As for the threshold of AIP, we chose 0.318 and 0.34. In type 2 diabetic subjects undergoing percutaneous coronary intervention, AIP plays an important role in predicting the prognosis. A recent study approved that when the value of AIP is higher than 0.318, the prognosis of the high AIP group was significantly worse than that of the low AIP group [20]. Another threshold for AIP was determined to be 0.34 in the study population [24]. High AIP (\(\ge\)0.34)presented the highest risk of cardiovascular deaths in patients with type 2 diabetes mellitus. Remarkably, in our study, the predictive efficacy was most conspicuous when TyG-index equated to 8.93, or AIP reached 0.318, suggesting that individuals demonstrating these particular indicators should be classified as the cohort at heightened risk for subsequent cardiovascular disease.
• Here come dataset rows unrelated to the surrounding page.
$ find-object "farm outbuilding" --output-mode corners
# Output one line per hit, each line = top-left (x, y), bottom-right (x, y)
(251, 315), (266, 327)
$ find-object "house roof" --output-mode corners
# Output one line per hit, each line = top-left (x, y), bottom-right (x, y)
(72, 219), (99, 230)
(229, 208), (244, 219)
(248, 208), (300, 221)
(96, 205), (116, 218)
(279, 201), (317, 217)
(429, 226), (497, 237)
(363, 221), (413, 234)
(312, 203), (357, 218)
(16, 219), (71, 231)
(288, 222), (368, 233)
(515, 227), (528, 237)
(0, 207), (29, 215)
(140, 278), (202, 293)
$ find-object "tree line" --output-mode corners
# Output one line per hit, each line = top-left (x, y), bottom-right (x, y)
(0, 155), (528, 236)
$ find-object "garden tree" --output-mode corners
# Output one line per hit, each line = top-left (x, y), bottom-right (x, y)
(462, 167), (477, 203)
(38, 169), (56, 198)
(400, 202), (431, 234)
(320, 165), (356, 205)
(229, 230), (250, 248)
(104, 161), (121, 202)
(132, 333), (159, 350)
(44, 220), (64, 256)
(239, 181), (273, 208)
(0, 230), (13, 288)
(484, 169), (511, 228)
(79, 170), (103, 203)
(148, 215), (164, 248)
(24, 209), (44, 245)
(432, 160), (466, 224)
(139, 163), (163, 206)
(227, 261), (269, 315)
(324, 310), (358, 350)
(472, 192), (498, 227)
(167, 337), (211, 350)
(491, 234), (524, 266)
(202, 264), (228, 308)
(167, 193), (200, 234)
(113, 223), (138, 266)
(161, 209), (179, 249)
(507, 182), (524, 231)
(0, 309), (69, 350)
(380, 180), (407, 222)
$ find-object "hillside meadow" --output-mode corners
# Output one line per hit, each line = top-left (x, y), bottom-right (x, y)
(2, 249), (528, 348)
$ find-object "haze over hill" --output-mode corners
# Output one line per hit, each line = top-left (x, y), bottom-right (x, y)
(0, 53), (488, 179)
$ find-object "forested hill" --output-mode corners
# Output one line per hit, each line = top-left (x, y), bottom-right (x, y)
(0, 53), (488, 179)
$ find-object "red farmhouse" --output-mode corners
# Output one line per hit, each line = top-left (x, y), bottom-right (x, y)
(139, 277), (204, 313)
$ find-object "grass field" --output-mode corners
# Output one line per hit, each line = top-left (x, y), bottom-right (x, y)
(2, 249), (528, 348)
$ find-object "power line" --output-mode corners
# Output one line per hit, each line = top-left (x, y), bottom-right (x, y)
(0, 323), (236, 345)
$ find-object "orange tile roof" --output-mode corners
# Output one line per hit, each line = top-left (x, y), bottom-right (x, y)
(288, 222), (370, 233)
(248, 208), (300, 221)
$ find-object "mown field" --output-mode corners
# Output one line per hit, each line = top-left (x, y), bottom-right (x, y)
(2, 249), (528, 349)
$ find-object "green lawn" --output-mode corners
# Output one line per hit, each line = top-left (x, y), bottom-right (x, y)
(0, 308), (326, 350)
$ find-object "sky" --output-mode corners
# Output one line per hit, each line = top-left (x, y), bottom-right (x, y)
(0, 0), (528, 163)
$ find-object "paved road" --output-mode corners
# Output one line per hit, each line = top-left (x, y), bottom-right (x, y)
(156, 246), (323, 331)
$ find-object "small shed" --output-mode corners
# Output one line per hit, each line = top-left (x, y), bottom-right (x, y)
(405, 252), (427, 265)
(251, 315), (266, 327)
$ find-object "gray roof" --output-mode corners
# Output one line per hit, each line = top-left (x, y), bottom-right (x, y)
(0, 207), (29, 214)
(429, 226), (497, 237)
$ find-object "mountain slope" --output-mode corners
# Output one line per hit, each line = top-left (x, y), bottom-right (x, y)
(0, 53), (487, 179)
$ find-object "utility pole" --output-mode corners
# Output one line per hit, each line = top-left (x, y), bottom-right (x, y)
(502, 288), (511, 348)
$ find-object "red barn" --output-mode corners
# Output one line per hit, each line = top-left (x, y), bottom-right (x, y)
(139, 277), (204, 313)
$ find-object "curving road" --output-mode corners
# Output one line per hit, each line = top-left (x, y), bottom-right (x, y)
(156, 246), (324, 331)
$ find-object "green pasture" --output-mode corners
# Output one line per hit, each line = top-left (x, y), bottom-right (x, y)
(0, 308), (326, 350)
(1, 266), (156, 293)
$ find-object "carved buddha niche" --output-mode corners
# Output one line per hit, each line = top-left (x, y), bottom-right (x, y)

Gender differences in CVD have been discussed in recent studies [59]. A recent study showed that the absolute incidence of CVD in men was significantly higher than in women across all age groups [60]. Some researchers have observed that diabetes is more likely to be associated with ischemic heart disease in women than in men. And women are more likely to present with ischemia with no obstructive coronary arteries (INOCA) [61, 62]. On the treatment side, new treatments that are useful in men have not led to significant reductions in CVD mortality in women [63, 64]. So it is necessary to assess the gender-specific cardiovascular risks. In the subgroup analysis of this study, we found that the predictive efficacy of women was only stronger than that of men in both external validation sets when TyG=8.75 (AUC=0.849 and 0.867) and TyG=8.93 (0.881 and 0.908). Among all the remaining cut-off values of TyG and AIP, the AUC of the male subgroup was higher than that of the female subgroup. Our model has good predictive value for both men and women. Furthermore, this result suggests that the role of the TyG-index in predicting cardiovascular risk in women may be worthy of further exploration.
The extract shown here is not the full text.